Real-time RAG with Google Sheets
Extracting actionable insights from this data can be a daunting task. Fortunately, with advancements in Retrieval-Augmented Generation (RAG), vector search, and real-time data integration, this process has become much more manageable.
In this article, we'll explore how to integrate Google Sheets with Estuary Flow and Pinecone to build a chat application with access to real-time data.
What is RAG?
Retrieval-augmented generation (RAG) is a technique that merges search-based information retrieval and generative AI models. Generative models produce responses based solely on pre-existing training data, which can limit their accuracy and relevance over time.
In contrast, RAG dynamically retrieves relevant documents from external sources during the generation process. This hybrid approach ensures that responses are not only more accurate but also contextually relevant, especially when dealing with large datasets or when access to the latest information is essential.
Consider a customer support chatbot for a tech company that uses RAG. When a customer asks about a newly released feature, the chatbot retrieves the most recent documents or knowledge base articles related to it and incorporates this information into its response. This ensures that the customer receives the most up-to-date and accurate information, rather than a response based solely on the chatbot's initial training data.
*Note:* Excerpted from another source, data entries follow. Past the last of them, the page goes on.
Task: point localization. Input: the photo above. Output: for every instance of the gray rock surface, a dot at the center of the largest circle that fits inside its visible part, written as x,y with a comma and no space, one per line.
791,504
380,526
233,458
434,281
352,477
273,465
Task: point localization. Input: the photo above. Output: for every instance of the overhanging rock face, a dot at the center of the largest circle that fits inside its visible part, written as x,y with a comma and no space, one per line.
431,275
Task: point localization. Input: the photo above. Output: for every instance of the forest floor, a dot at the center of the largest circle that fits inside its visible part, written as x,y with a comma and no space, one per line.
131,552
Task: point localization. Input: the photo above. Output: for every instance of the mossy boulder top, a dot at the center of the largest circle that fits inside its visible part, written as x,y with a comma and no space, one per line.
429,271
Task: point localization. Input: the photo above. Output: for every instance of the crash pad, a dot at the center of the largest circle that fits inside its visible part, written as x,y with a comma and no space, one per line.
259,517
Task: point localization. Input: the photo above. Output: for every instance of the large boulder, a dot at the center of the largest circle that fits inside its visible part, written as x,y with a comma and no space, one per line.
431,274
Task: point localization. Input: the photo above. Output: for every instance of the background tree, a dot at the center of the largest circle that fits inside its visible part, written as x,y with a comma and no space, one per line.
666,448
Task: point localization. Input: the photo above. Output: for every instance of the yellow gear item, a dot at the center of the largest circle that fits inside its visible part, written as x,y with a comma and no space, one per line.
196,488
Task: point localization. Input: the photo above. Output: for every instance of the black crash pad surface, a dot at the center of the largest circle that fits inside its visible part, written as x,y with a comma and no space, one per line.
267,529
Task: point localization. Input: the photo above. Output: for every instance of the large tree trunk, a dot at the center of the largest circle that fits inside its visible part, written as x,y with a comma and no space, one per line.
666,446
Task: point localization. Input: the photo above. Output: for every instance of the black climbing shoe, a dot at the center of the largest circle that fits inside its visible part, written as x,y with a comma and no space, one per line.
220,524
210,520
Understanding Vector Search
Vector search is a powerful method for finding relevant data points by comparing their vector representations. In the context of RAG, vector search is crucial for efficiently retrieving documents that are semantically similar to an input query. This process involves transforming data into high-dimensional vectors, which capture the semantic meaning of the information.
Pinecone Vector Store is a platform revolutionizing the way data is stored and queried. It offers lightning-fast vector similarity search, enabling users to efficiently find similar items within massive datasets in milliseconds. With its scalable infrastructure and advanced algorithms, Pinecone empowers businesses to unlock the potential of their data, whether it's for recommendation systems, personalization, or anomaly detection.
Vector databases like Pinecone leverage these representations to perform fast and accurate similarity searches, enabling real-time, contextually relevant data retrieval that enhances the capabilities of generative models.
Here are some key features of Pinecone:
- Lightning-fast vector similarity search
- Scalable infrastructure for handling massive datasets
- High-performance vector storage
- Millisecond response times for search queries
Imagine you're building a recommendation system for an online retail store. When a user views a product, the system converts the product's description into a vector representation. It then uses Pinecone to search for other product vectors that are semantically similar. This allows the system to recommend products that are contextually relevant to the user's interests.
For instance, if a user is looking at a high-performance laptop, Pinecone can help identify and recommend other laptops with similar features, specifications, and reviews, thereby enhancing the shopping experience with personalized suggestions.
A step-by-step illustration of how vector search works using Pinecone:
- Data Transformation: Convert data into high-dimensional vectors.
- For example, consider product descriptions like "high-performance gaming laptop with 16GB RAM" and "ultra-thin laptop with 8GB RAM".
- These descriptions are transformed into vectors using an embedding model. Each product description becomes a point in a high-dimensional vector space.
- Vector Database: Store these vectors in Pinecone.
- Each vector, along with its metadata (such as product ID, name, and description), is stored in Pinecone.
- Query Vector: Convert the search query into a vector.
- When a user searches for "gaming laptop with good graphics", this query is also transformed into a vector using the same embedding model.
- Similarity Search: Perform a vector search to find similar vectors.
- Pinecone compares the query vector with the stored product vectors to find the most similar ones. The similarity is typically measured using distance metrics like cosine similarity or Euclidean distance.
- Retrieve Results: Fetch the top results based on similarity.
- The most similar product vectors are retrieved, and their corresponding product details are returned to the user.
Visual Representation
Consider the following visual representation of vector search:
- Vector Space: Imagine a multi-dimensional space where each point represents a product.
- Query Vector: A point in this space representing the search query.
- Similarity Search: Lines connecting the query point to the nearest points (products) based on vector similarity.
plaintext | x (Product 3)
|
|
| x (Product 2)
|
Query -> x|------------------- (Product 1)
|
| x (Product 4)
|
|
In this illustration:
- The "Query" point represents the vector of the user's search query.
- The "x" marks represent vectors of different products.
- The distance between the query point and product points indicates similarity. Shorter lines represent more similar products.
The Importance of Real-Time Contextual Data for RAG
One of the limitations of generative models is that their knowledge is static, and confined to the data they were trained on. LLMs, such as GPT-4, are trained on terabyte-size data sets. But they can be a year old and not contain domain-specific content - finance, healthcare, technology, news - that is needed to answer a domain-specific or current-news type questions.
For example, a model trained a year ago would lack knowledge of the latest developments in AI, recent scientific breakthroughs, or current geopolitical events. This gap can lead to outdated or incorrect responses, undermining the utility of the model in providing timely and accurate insights.
Real-time data supplementation transforms generative models from static knowledge repositories into dynamic sources of information. By continuously integrating new data into the prompt, these models can adapt to changes and provide up-to-date responses.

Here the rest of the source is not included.